Once you double click on any of the rows in the top grid, data for the new and the existing table (for updates) will show up in the middle grids. Any zero or negative will be marked red. You can use buttons below the grids to clear out zeroes and/or negatives from the table containing extracted data.


The button titled Mark Transients marks any spike found across columns (for the same country in the same table). The marking algorithm uses a default threshold of 10% (up or down) that can be changed by using the Marking Threshold box.

Another button titled Mark Inconsistencies mark any big discrepancy found between same data points (same country, same year) in the two tables, imported and existing. This marking algorithm also uses a default threshold of 10% (up or down) that can be changed by using the Marking Threshold box.

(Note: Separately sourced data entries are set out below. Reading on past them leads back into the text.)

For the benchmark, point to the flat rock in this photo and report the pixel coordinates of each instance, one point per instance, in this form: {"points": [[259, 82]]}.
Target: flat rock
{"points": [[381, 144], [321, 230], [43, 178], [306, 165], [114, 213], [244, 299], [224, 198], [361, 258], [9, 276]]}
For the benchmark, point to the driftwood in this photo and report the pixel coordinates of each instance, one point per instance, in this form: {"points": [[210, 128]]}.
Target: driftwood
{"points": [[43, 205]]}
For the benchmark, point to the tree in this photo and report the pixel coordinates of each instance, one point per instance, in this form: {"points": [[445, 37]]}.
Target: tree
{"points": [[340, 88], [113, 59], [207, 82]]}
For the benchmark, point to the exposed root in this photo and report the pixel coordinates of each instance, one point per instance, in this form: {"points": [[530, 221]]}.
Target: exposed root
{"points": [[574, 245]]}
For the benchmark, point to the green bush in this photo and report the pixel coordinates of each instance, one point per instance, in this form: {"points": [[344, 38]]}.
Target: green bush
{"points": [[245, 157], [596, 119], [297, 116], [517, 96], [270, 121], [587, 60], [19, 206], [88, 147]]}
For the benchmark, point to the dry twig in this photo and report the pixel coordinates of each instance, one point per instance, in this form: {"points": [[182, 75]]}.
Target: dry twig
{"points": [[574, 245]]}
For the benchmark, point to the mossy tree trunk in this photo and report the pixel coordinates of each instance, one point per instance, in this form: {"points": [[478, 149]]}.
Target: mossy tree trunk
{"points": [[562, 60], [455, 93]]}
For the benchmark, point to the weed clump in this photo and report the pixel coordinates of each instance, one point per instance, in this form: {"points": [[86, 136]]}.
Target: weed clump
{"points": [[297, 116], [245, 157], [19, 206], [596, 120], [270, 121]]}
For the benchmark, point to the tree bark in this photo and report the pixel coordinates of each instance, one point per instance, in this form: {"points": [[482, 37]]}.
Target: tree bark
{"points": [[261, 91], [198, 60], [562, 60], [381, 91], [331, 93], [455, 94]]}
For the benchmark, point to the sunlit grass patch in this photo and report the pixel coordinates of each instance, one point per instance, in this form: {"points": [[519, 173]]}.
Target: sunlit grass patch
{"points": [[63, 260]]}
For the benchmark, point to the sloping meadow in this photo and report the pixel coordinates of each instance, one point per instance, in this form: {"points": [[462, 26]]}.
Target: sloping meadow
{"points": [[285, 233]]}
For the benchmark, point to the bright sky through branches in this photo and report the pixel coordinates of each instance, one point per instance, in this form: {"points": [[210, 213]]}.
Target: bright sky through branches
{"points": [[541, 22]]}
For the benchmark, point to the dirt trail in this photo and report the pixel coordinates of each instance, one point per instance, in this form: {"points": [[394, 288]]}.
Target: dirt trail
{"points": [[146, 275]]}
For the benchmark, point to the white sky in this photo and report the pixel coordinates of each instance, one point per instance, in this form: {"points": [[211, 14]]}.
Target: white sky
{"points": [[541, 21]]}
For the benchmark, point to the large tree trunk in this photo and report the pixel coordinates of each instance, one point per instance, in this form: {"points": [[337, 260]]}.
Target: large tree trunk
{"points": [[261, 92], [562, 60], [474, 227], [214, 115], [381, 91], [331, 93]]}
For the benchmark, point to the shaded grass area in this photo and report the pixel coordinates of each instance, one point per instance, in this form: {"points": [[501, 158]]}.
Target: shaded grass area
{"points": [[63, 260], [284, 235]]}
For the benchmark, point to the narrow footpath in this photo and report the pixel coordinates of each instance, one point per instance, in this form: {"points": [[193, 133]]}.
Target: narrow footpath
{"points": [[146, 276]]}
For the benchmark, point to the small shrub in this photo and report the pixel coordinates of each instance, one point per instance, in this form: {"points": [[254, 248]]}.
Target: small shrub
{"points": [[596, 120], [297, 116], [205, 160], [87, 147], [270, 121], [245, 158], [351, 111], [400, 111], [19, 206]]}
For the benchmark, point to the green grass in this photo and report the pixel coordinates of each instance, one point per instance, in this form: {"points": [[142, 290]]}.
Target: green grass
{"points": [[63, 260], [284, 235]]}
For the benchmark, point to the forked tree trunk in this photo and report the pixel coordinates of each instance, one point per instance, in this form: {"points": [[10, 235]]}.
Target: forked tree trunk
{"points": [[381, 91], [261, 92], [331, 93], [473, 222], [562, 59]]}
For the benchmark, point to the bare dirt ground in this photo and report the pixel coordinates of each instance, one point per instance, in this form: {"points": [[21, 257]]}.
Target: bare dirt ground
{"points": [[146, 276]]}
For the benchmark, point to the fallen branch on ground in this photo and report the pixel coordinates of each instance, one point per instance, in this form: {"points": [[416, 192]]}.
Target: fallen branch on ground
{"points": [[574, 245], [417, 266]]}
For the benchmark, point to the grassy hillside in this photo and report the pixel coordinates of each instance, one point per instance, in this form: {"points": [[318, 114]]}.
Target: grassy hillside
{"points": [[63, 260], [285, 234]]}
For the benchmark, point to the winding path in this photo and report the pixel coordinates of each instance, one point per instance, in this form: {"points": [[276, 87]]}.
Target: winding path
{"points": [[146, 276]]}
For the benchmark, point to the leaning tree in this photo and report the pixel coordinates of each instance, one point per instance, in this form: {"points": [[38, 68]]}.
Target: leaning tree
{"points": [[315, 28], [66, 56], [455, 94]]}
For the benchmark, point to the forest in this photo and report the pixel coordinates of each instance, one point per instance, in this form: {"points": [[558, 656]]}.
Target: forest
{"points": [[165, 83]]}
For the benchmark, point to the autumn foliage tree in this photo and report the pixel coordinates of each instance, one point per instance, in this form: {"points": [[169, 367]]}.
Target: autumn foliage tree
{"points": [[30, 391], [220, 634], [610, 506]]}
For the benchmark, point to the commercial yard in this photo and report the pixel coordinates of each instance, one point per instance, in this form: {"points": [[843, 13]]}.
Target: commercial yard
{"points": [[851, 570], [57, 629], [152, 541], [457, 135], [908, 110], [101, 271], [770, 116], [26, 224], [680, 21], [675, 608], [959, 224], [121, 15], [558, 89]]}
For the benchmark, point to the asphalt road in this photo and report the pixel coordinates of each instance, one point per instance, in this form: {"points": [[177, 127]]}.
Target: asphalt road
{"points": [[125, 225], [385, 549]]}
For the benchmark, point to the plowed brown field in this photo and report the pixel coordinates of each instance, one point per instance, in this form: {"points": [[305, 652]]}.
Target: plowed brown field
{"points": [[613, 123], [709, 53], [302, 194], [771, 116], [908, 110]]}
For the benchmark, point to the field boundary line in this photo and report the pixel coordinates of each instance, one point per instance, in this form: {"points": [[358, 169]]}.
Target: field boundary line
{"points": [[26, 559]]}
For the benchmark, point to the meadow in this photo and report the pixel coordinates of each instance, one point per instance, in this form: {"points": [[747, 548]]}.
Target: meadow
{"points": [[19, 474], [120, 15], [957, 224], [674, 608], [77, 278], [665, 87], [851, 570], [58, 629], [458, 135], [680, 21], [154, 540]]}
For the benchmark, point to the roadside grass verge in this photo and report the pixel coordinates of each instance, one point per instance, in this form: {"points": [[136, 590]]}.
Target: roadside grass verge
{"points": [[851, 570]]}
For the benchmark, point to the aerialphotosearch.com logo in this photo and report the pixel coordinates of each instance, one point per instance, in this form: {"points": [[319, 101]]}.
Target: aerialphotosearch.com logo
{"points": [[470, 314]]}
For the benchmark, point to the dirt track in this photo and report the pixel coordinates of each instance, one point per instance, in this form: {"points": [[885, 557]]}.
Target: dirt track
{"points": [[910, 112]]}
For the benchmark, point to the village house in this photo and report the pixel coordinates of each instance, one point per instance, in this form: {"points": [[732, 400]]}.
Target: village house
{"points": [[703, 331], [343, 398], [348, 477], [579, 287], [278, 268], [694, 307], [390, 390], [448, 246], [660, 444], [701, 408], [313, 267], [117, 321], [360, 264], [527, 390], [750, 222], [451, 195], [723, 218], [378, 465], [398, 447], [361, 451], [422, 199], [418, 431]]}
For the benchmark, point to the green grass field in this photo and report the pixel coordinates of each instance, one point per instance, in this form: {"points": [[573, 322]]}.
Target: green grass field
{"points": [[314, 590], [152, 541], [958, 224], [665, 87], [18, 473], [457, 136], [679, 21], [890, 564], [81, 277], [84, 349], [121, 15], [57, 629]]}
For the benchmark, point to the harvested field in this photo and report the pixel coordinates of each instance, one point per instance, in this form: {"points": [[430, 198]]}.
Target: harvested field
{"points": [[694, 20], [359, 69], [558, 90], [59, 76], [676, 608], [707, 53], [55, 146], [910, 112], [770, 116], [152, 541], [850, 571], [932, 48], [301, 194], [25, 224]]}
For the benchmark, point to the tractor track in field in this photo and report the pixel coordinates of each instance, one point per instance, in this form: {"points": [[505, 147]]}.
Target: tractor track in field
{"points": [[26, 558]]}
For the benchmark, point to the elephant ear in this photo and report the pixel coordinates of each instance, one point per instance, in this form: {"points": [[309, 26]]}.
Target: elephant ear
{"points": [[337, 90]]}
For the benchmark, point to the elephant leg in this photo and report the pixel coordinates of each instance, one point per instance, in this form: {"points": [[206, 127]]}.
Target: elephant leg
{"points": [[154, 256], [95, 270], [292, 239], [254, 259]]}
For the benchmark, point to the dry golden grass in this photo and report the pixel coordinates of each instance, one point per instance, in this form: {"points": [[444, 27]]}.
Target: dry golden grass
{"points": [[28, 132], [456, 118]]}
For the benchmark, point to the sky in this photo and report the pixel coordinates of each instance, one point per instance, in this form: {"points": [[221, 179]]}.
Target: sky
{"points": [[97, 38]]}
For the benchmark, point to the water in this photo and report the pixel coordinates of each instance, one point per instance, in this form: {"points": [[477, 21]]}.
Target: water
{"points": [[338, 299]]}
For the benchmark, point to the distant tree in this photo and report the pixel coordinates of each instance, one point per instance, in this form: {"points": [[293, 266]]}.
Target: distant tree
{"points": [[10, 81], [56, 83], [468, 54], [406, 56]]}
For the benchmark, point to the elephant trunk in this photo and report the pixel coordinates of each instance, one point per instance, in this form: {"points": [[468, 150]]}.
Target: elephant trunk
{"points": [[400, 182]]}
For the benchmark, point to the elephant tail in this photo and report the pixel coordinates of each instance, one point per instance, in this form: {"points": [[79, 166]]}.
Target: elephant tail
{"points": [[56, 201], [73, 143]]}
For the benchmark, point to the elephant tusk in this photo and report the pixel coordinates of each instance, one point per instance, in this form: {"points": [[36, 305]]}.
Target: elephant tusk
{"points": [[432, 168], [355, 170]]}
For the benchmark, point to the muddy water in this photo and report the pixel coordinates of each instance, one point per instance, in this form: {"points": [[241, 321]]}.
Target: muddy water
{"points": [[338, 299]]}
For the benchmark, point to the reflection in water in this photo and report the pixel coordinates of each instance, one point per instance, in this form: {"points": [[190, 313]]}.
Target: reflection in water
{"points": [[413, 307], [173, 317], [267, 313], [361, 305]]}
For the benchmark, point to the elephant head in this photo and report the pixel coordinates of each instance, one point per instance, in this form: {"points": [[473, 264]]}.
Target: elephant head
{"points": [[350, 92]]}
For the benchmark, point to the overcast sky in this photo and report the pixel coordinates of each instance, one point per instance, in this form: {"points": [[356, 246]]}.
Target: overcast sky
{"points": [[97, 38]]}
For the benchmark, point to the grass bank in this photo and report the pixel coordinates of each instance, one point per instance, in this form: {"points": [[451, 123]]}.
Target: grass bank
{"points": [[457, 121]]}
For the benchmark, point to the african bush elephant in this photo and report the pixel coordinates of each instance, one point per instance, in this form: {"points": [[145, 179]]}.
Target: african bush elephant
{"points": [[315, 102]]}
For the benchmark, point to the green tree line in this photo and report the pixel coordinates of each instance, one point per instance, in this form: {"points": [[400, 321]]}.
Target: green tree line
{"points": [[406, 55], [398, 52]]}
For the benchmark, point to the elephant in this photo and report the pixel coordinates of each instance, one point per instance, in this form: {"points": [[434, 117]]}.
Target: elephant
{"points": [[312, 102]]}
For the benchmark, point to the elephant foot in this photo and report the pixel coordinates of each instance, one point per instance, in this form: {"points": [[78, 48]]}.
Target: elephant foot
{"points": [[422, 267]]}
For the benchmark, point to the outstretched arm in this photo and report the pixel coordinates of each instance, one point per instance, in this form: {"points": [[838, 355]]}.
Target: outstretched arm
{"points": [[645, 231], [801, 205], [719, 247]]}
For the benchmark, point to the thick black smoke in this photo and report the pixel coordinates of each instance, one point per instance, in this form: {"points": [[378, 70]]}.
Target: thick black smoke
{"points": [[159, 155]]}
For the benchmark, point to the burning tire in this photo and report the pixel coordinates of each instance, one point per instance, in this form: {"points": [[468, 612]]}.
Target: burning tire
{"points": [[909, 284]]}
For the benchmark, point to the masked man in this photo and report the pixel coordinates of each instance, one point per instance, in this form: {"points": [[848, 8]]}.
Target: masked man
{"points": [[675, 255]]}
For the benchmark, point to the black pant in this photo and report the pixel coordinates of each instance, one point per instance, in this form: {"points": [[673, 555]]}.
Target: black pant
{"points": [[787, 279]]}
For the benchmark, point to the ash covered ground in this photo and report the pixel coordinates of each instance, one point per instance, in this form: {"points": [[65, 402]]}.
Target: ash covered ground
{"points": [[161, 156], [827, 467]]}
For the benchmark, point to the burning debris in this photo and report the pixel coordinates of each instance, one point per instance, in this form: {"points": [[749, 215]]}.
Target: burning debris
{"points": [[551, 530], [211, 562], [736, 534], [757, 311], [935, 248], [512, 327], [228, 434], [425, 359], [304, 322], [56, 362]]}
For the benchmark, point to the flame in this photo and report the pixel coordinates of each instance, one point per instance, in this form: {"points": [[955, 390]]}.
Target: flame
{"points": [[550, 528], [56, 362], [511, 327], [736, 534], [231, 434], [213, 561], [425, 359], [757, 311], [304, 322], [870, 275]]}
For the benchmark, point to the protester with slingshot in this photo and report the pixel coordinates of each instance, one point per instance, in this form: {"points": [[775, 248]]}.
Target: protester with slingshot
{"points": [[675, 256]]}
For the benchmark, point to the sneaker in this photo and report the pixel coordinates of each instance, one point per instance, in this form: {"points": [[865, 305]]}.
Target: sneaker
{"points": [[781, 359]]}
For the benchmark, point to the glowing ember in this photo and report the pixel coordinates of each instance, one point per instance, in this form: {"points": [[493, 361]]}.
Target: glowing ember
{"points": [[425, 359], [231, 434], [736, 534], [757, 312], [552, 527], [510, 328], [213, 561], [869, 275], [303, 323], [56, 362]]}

You should use the Refresh Display button as you switch from one kind (or threshold) of marking to another.

"Bring Years From Existing Table to New Table" button serves the blending purpose of merging complete year columns that are missing in the newly imported table (this button can, in fact, should be used post extraction prior to vetting).

"Update Data Dictionary for Imported Table" button on the bottom left takes to a data dictionary form and allows you to vet/edit the data dictionary info filled during data extraction.

The big button on the bottom right titled "Merge Imported Data to Master Database" should not be used during this stage of vetting. This button adds (or overwrites) imported tables to IFs\Data\IFsHistSeries.Mdb and merges datadict rows to the master copy of datadict (IFs\Data\Datadict.mdb). This button should only be used by the person who is in charge of merging the data to IFs database.